俺の「異常な健康さ」に、疑問を持っていた。今回は追及されなかったが、今後もこういう場面はあるだろう。
「普通の人間」を演じるのは、想像以上に難しい。
完璧すぎても駄目。異常があっても駄目。「ちょうどいい人間らしさ」を演じ続けなければならない。
それは——終わりのない綱渡りだ。
だが、やるしかない。
これが、俺がこの世界で生きていくための、唯一の方法なのだから。
---
受付に戻ると、山岸が待っていた。
「検査は問題なかったようですね」
「はい」
「では、登録手続きを完了させます。少々お待ちください」
山岸がキーボードを叩く。
数分後——
「はい、これで登録完了です」
山岸が、一枚のカードを差し出した。
俺はそれを受け取った。
プラスチック製のカード。表面には俺の名前と、ランクが記されていた。
「E級冒険者・零」
顔写真なし。

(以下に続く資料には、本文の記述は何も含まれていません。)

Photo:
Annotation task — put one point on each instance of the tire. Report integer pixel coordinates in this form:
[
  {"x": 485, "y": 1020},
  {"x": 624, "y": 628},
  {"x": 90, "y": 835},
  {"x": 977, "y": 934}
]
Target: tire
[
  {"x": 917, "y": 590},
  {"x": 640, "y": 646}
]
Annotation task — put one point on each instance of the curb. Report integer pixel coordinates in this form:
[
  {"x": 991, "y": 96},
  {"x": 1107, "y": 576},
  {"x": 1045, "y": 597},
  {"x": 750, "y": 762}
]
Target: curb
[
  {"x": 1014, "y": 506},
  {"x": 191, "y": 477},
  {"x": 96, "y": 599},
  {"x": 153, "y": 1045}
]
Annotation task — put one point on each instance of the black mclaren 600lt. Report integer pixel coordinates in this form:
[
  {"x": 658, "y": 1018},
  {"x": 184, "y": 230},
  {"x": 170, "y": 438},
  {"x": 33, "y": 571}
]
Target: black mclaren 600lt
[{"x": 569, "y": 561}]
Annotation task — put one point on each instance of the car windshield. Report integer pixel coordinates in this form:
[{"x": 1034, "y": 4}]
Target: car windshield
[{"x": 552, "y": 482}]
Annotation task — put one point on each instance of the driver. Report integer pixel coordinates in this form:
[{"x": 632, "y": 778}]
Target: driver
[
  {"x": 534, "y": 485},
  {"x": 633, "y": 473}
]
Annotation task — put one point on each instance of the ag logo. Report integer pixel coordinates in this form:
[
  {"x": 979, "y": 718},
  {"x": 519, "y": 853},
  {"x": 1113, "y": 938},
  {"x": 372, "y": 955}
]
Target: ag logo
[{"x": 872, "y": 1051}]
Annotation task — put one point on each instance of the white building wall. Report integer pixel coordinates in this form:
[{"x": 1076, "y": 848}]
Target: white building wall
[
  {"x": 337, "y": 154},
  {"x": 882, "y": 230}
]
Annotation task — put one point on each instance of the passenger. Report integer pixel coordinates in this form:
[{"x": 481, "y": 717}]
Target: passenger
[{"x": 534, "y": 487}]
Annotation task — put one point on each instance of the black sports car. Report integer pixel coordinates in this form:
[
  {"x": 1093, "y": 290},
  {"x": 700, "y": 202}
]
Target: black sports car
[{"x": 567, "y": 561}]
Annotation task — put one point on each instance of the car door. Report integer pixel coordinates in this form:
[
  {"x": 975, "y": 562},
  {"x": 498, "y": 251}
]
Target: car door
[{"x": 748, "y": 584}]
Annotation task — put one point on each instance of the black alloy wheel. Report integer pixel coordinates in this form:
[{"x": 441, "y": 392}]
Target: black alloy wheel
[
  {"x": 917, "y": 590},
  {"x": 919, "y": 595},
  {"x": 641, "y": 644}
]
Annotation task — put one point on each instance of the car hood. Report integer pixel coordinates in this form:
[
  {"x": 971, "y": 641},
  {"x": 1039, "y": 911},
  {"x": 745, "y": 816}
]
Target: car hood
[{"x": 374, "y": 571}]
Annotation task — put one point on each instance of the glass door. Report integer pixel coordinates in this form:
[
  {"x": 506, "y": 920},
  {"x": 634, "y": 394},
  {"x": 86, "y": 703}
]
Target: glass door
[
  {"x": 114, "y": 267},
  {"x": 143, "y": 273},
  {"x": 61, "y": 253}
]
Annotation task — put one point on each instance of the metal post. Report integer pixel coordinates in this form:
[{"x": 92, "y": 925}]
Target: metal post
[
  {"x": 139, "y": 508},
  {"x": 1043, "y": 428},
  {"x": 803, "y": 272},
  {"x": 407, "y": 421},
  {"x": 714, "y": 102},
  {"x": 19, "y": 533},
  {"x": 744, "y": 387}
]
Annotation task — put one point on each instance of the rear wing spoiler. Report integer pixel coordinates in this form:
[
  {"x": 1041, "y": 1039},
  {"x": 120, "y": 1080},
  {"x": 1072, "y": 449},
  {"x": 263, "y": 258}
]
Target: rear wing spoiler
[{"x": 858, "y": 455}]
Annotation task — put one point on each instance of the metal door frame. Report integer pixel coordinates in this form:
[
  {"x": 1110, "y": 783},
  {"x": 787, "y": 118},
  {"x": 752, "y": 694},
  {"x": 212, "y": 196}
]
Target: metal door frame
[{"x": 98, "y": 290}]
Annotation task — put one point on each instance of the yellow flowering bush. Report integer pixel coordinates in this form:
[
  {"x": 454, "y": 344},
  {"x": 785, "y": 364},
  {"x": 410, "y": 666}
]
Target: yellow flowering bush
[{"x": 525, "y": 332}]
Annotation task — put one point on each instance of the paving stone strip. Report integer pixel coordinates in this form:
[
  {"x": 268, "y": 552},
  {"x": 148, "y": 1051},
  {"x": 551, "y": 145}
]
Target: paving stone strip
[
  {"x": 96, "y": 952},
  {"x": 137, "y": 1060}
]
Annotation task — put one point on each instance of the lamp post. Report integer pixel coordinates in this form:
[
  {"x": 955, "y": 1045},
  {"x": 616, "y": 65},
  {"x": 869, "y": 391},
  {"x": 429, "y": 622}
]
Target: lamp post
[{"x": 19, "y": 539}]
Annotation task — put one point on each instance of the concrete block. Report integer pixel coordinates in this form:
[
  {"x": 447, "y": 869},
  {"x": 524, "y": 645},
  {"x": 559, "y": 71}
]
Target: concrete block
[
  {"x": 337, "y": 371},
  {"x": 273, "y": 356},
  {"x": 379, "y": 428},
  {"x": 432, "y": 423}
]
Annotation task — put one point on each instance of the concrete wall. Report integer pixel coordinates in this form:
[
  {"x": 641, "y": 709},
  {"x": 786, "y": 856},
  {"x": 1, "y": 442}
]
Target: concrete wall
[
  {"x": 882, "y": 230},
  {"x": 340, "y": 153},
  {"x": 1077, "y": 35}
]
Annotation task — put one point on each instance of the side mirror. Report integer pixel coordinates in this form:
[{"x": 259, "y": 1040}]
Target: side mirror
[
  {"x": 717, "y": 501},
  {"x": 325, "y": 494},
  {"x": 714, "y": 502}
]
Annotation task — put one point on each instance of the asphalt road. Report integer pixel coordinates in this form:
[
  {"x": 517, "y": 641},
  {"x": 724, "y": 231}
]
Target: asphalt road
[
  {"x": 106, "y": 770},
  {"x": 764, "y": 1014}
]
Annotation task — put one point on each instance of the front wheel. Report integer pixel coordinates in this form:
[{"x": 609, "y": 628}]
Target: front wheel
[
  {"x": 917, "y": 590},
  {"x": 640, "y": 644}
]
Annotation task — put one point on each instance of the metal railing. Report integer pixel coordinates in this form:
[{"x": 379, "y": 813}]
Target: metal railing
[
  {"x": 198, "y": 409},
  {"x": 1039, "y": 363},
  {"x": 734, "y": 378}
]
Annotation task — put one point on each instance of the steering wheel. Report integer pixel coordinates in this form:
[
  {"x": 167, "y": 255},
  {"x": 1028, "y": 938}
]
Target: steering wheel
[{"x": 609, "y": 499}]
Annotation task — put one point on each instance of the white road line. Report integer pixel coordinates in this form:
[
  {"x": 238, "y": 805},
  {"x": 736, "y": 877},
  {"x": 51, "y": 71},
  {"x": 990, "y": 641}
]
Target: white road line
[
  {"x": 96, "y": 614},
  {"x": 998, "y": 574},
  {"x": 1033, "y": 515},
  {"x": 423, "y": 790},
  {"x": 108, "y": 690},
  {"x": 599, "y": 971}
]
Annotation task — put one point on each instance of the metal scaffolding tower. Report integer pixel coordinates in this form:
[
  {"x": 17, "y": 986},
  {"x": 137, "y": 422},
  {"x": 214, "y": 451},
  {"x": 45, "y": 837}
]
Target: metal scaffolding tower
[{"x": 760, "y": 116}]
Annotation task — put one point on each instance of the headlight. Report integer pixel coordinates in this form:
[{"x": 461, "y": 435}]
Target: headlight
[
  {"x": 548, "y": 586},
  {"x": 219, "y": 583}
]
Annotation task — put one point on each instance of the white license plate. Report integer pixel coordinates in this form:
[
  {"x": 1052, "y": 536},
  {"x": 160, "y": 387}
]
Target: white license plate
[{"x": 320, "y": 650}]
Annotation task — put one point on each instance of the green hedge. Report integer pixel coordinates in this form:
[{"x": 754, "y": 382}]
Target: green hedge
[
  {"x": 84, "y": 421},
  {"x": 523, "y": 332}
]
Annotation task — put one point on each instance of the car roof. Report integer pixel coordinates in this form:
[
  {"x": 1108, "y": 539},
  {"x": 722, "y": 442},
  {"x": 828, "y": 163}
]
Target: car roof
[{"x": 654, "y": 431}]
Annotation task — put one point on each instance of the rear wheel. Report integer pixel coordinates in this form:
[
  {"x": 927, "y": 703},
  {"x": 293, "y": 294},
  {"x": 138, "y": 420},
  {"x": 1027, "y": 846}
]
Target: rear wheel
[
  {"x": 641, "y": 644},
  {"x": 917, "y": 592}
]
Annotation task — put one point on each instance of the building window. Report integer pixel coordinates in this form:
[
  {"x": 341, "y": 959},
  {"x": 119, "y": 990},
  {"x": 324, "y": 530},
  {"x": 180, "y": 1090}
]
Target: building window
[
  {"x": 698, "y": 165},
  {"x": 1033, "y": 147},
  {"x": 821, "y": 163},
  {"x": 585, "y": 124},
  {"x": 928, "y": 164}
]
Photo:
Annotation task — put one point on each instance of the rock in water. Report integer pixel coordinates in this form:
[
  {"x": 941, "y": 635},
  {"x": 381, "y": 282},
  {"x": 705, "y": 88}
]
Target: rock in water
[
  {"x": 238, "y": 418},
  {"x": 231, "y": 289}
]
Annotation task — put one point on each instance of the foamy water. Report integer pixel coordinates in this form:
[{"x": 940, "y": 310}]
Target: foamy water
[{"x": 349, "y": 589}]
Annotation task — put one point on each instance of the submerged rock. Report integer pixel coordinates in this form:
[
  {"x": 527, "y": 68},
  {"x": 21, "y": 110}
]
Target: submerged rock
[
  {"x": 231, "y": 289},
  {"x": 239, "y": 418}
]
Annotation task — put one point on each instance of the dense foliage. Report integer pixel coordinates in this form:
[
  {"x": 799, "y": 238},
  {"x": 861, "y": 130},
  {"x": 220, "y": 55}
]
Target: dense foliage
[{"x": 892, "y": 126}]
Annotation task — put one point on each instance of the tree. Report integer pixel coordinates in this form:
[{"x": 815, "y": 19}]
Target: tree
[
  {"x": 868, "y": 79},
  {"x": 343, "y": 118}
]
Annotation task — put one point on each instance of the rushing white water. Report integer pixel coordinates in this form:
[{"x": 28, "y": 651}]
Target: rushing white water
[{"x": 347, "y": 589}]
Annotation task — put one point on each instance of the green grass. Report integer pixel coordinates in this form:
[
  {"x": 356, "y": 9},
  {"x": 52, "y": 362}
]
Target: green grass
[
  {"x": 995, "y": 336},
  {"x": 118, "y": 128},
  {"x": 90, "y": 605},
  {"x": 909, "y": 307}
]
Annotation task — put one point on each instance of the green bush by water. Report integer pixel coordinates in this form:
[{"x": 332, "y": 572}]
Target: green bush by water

仮登録の印字。シンプルなデザイン。
だが——これは、俺の「存在証明」だった。
「このカードがあれば、ダンジョンへの入場、素材の換金、各種施設の利用が可能になります」
山岸が説明を続ける。
「ランクアップは実績に応じて審査されます。依頼をこなし、活動記録を積んでください」
「分かりました」
「何か質問はありますか?」
「いえ、大丈夫です。ありがとうございました」
俺は頭を下げた。
山岸は事務的に頷き、次の客の対応に移った。
俺はカードを握りしめ、ギルドのロビーを後にした。
---
自動ドアを抜けると、外の空気が肌を包んだ。
太陽は高く昇り、街は昼の賑わいを見せている。
俺は手の中のカードを、もう一度見つめた。
「E級冒険者・零」
これで、俺は「社会的に存在する人間」になった。
ダンジョンに入れる。金を稼げる。この世界で、生きていける。
第一歩を、踏み出した。
「おーい、レイ!」
声がした方を見ると、佐野が手を振っていた。
ビルの入口の横、自動販売機の前に立っている。手には缶コーヒーを持っていた。
「終わったか?」
「はい。登録できました」
俺はカードを見せた。
佐野がそれを覗き込み、ニカッと笑った。
「おお、E級冒険者・零か。正式に仲間だな」
「......はい」
「よし、じゃあ祝いだ。昼飯おごるよ」
「いいんですか?」
「いいっていいって。後輩の登録祝いくらい、先輩として当然だろ」
佐野は俺の肩を叩いた。
俺は——少しだけ、笑顔になっていた。
作り物ではない、自然な笑顔。
「ありがとうございます」
「よし、行くぞ。この辺に美味い定食屋があるんだ」
佐野が歩き出す。
俺はその後に続いた。
空は青く、太陽は眩しかった。
冒険者としての、最初の一日が始まろうとしていた。